Bitcoin Near $81K as Leveraged ETFs Reach $177B
Bitcoin traded near $81,000 as U.S. leveraged-ETF assets hit $177 billion while hotter CPI and a near-4.48% 10-year Treasury yield renewed questions about Fed cuts.
Bitcoin traded near $81,000 on May 15 as U.S. leveraged-exchange-traded funds reached $177 billion in assets under management and inflation data and rising Treasury yields altered rate expectations. The 10-year U.S. Treasury yield climbed to about 4.484%, an 11-month high, as headline consumer prices rose faster than forecast.
U.S. leveraged-ETF AUM rose by roughly $45 billion since the March market low, a 34% increase. Funds linked to technology held about $65 billion, semiconductor-focused products held roughly $32 billion, and ETFs tied to the largest growth names held about $25 billion, together making up about 69% of the leveraged-ETF total. Leveraged products tied to the S&P 500 accounted for about $24 billion. These leveraged ETFs typically target two- or three-times daily returns, which amplifies gains and losses and concentrates speculative exposure in higher-beta sectors.
On-chain analysis placed Bitcoin’s near-term support at about $76,900, based on a 30-day cost-basis metric, and resistance at about $86,900, tied to a November–February accumulation range. At the levels observed on May 15, Bitcoin traded roughly 6.5% below the $86,900 resistance and about 5.7% above the $76,900 support. A decisive move above $86,900 would clear the November–February accumulation zone, while a drop below $76,900 would put lower post‑March lows back into play, according to the technical range referenced.
May inflation data showed headline consumer prices rose 0.6% month over month and 3.8% year over year, while core CPI increased 0.4% month over month and 2.8% year over year. Energy contributed to the monthly acceleration: gasoline rose 5.4% in April and 28.4% over the prior year. Brent crude traded near $104.90 on May 14 amid supply concerns in the Strait of Hormuz. The combination of higher inflation and rising yields increases the opportunity cost of holding non‑yielding assets.
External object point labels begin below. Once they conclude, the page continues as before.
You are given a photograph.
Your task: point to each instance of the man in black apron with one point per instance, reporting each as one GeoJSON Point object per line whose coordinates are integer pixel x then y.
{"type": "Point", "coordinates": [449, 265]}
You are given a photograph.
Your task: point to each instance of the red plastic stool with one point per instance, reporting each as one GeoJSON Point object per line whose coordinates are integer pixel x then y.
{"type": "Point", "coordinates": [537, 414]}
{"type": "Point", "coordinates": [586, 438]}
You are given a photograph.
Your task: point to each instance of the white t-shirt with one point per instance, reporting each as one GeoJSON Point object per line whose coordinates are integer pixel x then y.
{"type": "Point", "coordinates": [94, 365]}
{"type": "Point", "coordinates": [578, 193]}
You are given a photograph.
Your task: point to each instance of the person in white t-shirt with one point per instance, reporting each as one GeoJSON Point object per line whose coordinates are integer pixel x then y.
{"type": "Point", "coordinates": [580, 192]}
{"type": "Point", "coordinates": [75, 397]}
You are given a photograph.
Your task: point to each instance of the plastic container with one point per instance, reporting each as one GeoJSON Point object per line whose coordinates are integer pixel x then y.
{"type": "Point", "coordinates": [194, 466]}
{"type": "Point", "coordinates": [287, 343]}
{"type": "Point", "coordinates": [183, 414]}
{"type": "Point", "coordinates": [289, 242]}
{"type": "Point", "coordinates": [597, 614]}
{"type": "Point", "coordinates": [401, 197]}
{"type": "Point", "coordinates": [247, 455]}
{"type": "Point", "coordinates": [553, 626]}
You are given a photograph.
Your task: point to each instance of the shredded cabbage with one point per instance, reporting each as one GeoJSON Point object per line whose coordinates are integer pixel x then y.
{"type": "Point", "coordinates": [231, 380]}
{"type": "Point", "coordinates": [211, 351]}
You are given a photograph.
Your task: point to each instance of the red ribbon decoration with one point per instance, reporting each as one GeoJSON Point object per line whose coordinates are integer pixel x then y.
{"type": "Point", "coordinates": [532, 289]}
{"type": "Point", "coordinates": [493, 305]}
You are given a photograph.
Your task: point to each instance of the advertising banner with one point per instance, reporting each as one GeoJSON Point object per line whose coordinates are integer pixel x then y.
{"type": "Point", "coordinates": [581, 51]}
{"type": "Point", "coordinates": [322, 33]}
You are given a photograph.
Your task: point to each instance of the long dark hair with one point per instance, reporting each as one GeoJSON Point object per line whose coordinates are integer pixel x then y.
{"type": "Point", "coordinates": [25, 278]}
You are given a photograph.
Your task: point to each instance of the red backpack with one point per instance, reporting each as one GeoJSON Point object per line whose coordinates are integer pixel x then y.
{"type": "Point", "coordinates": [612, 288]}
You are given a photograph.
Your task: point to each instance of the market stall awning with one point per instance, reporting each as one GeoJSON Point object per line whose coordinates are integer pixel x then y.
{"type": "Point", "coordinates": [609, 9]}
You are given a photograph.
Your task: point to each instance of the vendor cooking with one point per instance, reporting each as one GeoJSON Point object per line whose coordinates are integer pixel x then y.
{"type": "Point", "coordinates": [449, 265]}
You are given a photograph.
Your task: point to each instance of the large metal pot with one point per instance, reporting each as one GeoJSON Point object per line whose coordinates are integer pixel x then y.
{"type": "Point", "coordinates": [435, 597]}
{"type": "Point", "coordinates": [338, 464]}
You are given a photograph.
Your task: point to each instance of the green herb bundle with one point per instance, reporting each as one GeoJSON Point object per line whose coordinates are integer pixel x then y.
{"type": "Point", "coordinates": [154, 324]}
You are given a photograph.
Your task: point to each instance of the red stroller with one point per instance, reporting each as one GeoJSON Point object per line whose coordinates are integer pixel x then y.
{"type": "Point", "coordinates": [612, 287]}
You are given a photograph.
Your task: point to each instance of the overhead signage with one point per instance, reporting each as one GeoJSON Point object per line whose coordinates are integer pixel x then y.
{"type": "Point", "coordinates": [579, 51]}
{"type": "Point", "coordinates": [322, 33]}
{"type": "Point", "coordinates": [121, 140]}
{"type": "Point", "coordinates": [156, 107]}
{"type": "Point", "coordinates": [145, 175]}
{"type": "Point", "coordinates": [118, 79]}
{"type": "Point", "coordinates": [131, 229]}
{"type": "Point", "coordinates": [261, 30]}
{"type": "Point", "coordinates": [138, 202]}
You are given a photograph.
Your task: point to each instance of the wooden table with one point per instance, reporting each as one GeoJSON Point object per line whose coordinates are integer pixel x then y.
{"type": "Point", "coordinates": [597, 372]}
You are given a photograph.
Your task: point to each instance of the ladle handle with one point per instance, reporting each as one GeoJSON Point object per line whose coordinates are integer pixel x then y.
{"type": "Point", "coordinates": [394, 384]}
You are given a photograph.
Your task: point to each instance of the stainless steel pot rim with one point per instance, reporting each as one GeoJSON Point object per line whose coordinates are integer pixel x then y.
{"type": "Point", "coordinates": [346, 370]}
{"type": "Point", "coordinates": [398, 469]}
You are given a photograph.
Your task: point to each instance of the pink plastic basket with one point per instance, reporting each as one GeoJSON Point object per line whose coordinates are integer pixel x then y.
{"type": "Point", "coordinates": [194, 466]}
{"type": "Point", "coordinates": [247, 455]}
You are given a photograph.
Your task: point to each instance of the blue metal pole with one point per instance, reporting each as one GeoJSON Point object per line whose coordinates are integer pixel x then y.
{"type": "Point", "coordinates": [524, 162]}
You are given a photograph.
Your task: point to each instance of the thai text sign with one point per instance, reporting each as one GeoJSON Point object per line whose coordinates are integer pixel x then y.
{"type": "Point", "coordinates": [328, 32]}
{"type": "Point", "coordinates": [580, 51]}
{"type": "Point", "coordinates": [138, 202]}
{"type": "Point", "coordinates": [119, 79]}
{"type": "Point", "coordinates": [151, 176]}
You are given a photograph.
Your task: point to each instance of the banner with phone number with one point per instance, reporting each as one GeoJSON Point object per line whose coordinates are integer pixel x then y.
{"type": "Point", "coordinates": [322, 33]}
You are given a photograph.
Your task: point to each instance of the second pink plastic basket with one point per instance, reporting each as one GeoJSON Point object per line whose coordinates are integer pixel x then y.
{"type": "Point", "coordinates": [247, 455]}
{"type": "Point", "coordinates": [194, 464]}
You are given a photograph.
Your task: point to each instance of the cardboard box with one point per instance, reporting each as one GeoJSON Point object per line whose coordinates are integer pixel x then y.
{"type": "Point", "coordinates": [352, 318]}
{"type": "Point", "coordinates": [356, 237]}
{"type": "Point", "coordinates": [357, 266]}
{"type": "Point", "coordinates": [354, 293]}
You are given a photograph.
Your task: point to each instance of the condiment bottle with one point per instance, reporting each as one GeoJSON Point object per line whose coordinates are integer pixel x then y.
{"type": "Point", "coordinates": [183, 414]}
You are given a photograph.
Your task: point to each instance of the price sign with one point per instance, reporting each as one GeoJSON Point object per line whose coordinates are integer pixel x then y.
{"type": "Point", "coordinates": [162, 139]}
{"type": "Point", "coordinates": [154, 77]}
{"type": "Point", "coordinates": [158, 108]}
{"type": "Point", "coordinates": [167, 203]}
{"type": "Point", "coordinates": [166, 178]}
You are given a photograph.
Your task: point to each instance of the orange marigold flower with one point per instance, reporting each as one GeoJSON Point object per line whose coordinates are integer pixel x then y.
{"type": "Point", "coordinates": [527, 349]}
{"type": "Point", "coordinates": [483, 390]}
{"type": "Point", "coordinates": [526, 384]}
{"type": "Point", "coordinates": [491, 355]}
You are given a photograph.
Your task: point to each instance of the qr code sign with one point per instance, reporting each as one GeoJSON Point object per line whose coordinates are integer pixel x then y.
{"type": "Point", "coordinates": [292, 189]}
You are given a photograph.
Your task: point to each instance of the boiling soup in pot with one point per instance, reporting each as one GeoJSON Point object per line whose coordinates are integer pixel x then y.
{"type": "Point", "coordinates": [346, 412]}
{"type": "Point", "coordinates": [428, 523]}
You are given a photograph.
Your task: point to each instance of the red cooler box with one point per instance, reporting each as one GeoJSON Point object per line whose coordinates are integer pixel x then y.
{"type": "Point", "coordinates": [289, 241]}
The Federal Reserve left its policy rate range at 3.50%–3.75% at the April 29 meeting and said it would assess incoming data. Markets priced roughly a 71.5% probability that the Fed would keep rates unchanged through the end of 2026. April payrolls rose by 115,000 and the unemployment rate was 4.3%. The number of people working part time for economic reasons increased by 445,000 to 4.9 million, initial jobless claims rose to 211,000 and continuing claims reached 1.782 million. Consumer sentiment in the University of Michigan survey fell to 49.8 in April, while the Conference Board’s confidence index was 92.8.
On-chain analysis noted the recovery above $80,000 but also reported that capital inflows are weaker than in prior bull phases and that past sustained rallies coincided with monetary easing. Analysts pointed to the recent surge in leveraged equity products as a source of speculative demand and observed that those ETFs’ daily leverage can magnify reversals and transmission of stress across assets as correlations tighten.
Market participants are monitoring leveraged-ETF flows, inflation readings and Treasury yields for the next catalyst for price direction. Movements in any of those factors are likely to affect liquidity and speculative demand in equities and high‑beta assets, including Bitcoin.